The following books and videos explore representation for Black communities in digital space, music, family, and all spheres of life. The short resources above this list will help you understand the complex topics included. Further resources can be found in the Georgia Tech Library catalog.
Before the innovative work of Zora Neale Hurston, folklorists from the Hampton Institute collected, studied, and wrote about African American folklore. Like Hurston, these folklorists worked within but also beyond the bounds of white mainstream institutions. They often called into question the meaning of the very folklore projects in which they were engaged. Shirley Moddy-Turner analyzes this output, along with the contributions of a disparate group of African American authors and scholars.
Distributed Blackness places blackness at the very center of internet culture.
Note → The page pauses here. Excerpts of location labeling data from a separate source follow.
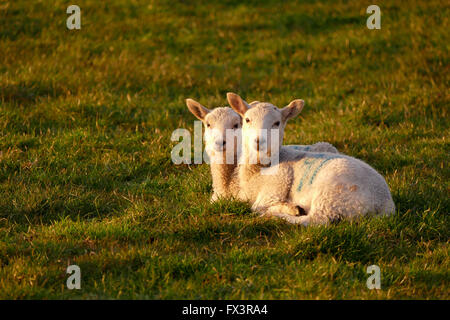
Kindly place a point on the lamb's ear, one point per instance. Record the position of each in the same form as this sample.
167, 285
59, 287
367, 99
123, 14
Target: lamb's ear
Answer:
236, 102
197, 109
293, 109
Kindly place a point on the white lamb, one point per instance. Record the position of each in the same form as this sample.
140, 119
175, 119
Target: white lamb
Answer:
327, 186
216, 122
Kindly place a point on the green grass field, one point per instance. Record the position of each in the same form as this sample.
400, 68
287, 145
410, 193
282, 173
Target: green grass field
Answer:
86, 176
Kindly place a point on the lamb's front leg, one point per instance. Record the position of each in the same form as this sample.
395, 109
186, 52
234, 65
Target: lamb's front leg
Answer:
277, 207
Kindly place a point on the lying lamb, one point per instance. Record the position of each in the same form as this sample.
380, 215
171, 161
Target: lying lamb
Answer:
217, 122
327, 186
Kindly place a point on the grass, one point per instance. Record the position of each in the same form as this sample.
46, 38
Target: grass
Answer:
85, 170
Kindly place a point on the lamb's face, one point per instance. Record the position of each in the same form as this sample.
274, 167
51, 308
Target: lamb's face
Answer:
263, 126
222, 129
262, 130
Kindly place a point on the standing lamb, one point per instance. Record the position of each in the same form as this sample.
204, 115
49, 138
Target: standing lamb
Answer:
217, 122
327, 186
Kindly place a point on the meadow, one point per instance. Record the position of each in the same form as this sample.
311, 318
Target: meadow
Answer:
86, 176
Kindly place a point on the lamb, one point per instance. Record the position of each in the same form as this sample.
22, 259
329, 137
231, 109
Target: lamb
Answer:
217, 122
327, 186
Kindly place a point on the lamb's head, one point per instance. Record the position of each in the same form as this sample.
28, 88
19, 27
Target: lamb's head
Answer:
263, 125
221, 125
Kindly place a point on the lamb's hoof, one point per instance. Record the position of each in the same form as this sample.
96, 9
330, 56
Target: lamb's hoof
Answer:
301, 211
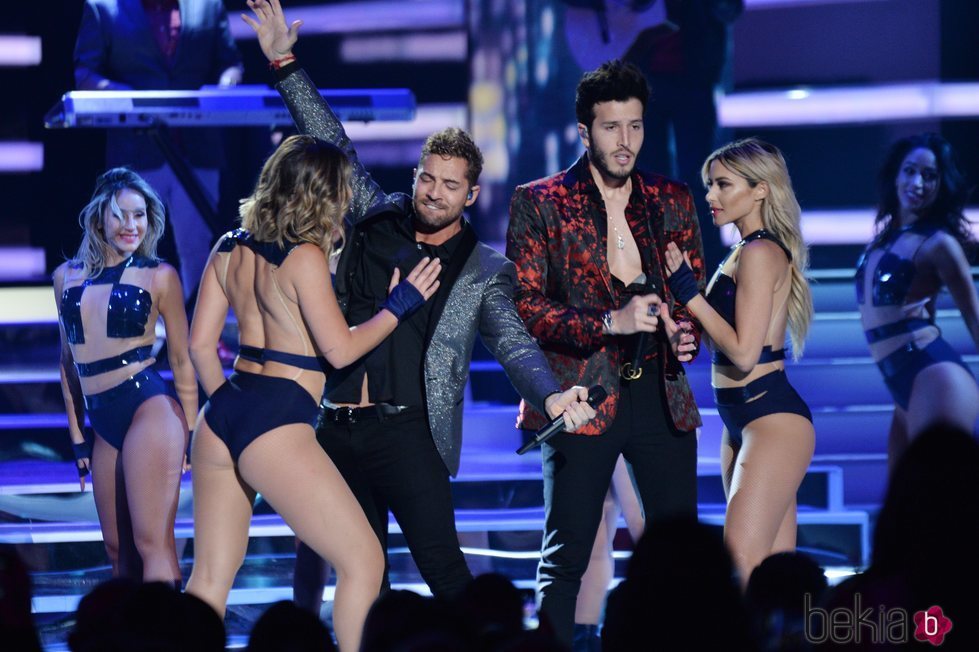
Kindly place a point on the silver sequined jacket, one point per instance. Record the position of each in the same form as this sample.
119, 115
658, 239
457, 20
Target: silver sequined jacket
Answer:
481, 299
André Brock Jr. claims issues of race and ethnicity as inextricable from and formative of contemporary digital culture in the United States. Distributed Blackness analyzes a host of platforms and practices to trace how digital media have reconfigured the meanings and performances of African American identity. Brock moves beyond widely circulated deficit models of respectability to develop nuanced arguments about how "blackness" gets worked out in technological domains.
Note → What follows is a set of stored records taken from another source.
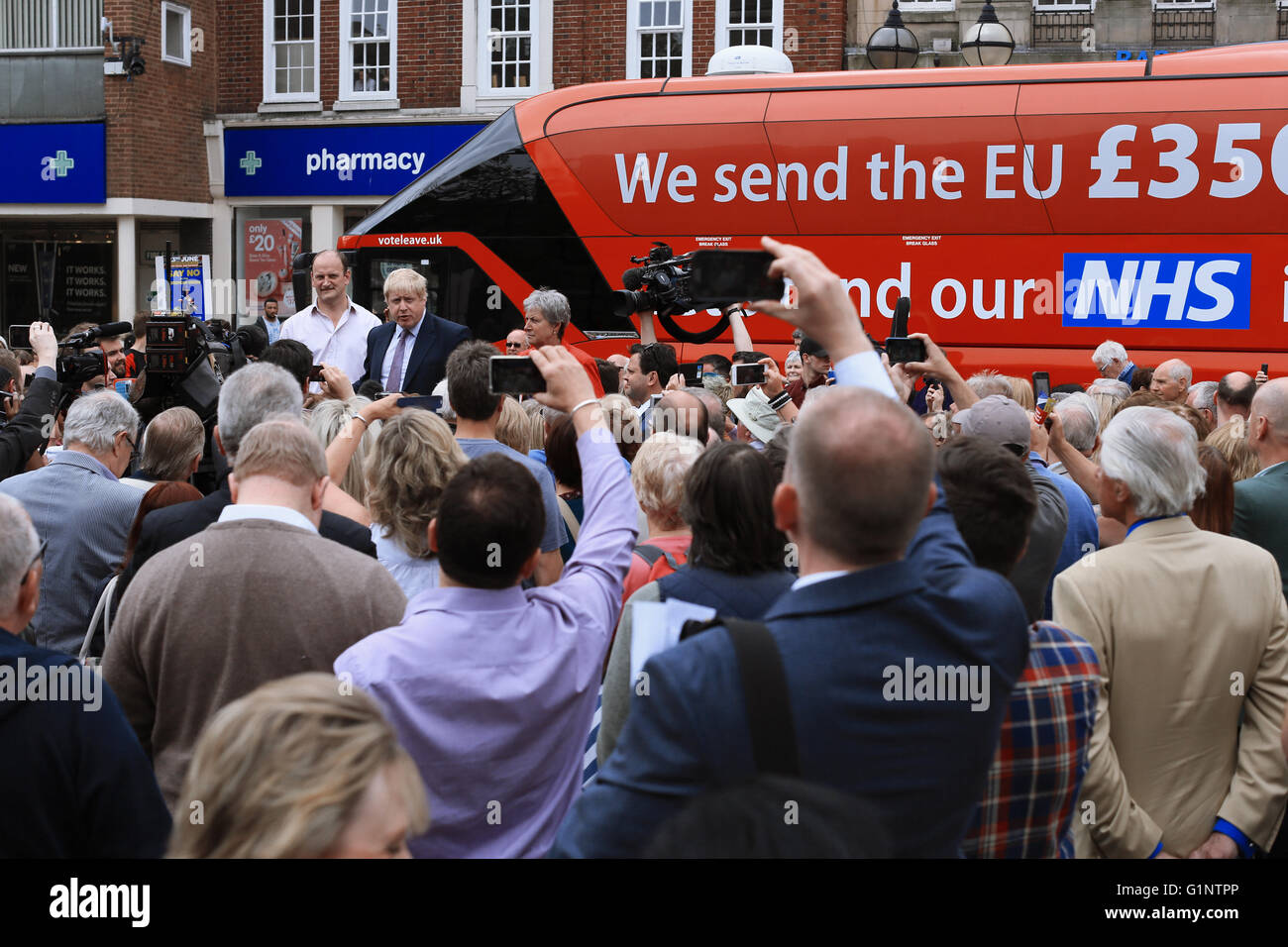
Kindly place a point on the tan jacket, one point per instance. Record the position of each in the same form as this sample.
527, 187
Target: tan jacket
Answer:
1192, 630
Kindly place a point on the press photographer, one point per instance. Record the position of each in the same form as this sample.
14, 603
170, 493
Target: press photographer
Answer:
27, 414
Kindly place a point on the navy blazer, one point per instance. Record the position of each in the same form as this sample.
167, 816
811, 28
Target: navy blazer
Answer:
426, 365
86, 517
922, 763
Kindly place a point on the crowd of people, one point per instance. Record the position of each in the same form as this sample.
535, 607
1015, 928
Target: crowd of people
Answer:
854, 609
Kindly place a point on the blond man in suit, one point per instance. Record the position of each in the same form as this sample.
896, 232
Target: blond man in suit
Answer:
1192, 630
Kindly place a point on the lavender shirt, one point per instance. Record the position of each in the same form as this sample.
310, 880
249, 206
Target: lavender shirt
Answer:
492, 692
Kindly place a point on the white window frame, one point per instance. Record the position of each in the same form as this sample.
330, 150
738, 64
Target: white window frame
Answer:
53, 33
270, 93
1061, 7
536, 27
166, 9
926, 5
632, 39
724, 26
347, 56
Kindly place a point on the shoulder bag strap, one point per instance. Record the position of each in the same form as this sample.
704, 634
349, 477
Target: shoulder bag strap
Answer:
764, 686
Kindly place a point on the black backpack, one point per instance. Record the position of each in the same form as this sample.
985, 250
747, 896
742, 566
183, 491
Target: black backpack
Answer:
764, 686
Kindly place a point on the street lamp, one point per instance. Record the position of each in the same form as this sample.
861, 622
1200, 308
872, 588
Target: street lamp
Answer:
893, 47
988, 43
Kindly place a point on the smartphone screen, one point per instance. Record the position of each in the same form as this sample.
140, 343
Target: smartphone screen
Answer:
429, 402
717, 277
515, 375
902, 350
900, 328
747, 375
1041, 388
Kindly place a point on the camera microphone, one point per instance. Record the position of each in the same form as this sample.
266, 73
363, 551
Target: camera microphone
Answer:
98, 331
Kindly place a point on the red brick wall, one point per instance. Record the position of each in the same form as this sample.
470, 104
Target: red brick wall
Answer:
590, 38
589, 46
155, 142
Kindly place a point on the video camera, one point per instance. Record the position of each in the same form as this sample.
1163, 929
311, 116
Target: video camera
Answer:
660, 283
179, 369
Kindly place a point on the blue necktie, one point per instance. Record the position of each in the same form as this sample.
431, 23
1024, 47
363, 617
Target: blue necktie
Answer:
394, 381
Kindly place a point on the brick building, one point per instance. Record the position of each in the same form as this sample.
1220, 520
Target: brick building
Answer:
1072, 30
410, 77
99, 166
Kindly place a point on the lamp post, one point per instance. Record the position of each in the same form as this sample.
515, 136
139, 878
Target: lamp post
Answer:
988, 43
893, 46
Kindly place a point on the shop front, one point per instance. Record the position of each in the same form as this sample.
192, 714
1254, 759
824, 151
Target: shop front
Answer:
288, 188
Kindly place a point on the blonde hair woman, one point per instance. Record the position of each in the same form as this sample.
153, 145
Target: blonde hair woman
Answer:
657, 475
300, 768
327, 420
410, 466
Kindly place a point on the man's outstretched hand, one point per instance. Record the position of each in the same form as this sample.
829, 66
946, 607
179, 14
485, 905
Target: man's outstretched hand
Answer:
823, 308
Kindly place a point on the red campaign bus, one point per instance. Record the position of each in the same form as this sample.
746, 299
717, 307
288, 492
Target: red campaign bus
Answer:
1028, 211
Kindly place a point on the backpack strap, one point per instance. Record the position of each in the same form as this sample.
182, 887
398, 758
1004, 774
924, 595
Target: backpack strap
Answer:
764, 688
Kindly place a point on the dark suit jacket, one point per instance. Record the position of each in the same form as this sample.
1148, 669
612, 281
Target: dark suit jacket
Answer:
26, 432
426, 365
75, 784
1261, 514
163, 527
922, 763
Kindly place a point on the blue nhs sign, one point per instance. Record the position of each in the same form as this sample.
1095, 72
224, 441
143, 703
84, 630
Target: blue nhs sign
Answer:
1158, 290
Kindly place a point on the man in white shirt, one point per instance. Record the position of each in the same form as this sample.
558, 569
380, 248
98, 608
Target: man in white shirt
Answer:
334, 328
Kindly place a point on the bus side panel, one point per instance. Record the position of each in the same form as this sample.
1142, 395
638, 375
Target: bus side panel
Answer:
914, 161
1028, 290
1163, 158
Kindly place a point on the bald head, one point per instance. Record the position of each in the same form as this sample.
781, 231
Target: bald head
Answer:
1172, 380
1267, 424
682, 412
861, 467
1234, 395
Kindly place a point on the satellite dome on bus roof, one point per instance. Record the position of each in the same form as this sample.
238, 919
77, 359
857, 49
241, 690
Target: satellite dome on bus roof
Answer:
743, 60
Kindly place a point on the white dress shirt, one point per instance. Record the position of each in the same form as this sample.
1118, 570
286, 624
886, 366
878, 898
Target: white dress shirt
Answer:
395, 384
343, 344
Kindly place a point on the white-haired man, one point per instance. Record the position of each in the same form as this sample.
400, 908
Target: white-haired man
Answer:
75, 783
254, 596
416, 360
1185, 755
1081, 418
84, 512
1111, 360
1172, 380
546, 316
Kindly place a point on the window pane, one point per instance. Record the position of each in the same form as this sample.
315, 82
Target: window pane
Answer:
174, 35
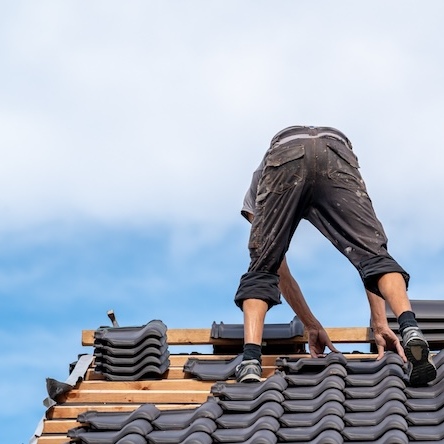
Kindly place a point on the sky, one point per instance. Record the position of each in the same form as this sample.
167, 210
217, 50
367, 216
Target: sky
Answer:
129, 133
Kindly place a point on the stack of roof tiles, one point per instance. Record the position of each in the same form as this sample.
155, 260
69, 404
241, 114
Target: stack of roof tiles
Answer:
327, 400
132, 353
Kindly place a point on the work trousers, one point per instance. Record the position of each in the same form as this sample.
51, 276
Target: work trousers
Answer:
312, 173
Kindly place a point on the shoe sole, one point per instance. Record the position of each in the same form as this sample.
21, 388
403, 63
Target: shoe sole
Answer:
422, 369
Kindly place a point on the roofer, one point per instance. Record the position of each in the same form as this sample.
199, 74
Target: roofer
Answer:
312, 173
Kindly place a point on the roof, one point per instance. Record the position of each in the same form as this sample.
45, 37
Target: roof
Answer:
131, 389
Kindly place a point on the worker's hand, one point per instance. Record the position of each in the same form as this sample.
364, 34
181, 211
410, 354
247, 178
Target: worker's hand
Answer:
386, 340
317, 341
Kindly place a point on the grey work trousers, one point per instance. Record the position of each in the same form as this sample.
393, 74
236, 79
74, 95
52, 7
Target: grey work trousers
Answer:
314, 178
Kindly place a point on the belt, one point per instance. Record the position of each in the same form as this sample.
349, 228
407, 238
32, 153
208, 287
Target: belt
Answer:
309, 132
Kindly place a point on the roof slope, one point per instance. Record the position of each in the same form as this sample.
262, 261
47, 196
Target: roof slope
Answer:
339, 398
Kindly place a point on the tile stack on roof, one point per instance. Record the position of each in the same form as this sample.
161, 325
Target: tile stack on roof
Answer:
132, 353
326, 400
For the Crunk Feminist Collective, their academic day jobs were lacking in conversations they actually wanted - relevant, real conversations about how race and gender politics intersect with pop culture and current events. To address this void, they started a blog. Now with an annual readership of nearly one million, their posts foster dialogue about activist methods, intersectionality, and sisterhood. In this collection of essays, these self-described as 'critical homegirls' tackle life stuck between loving hip hop and ratchet culture while hating patriarchy, misogyny and sexism.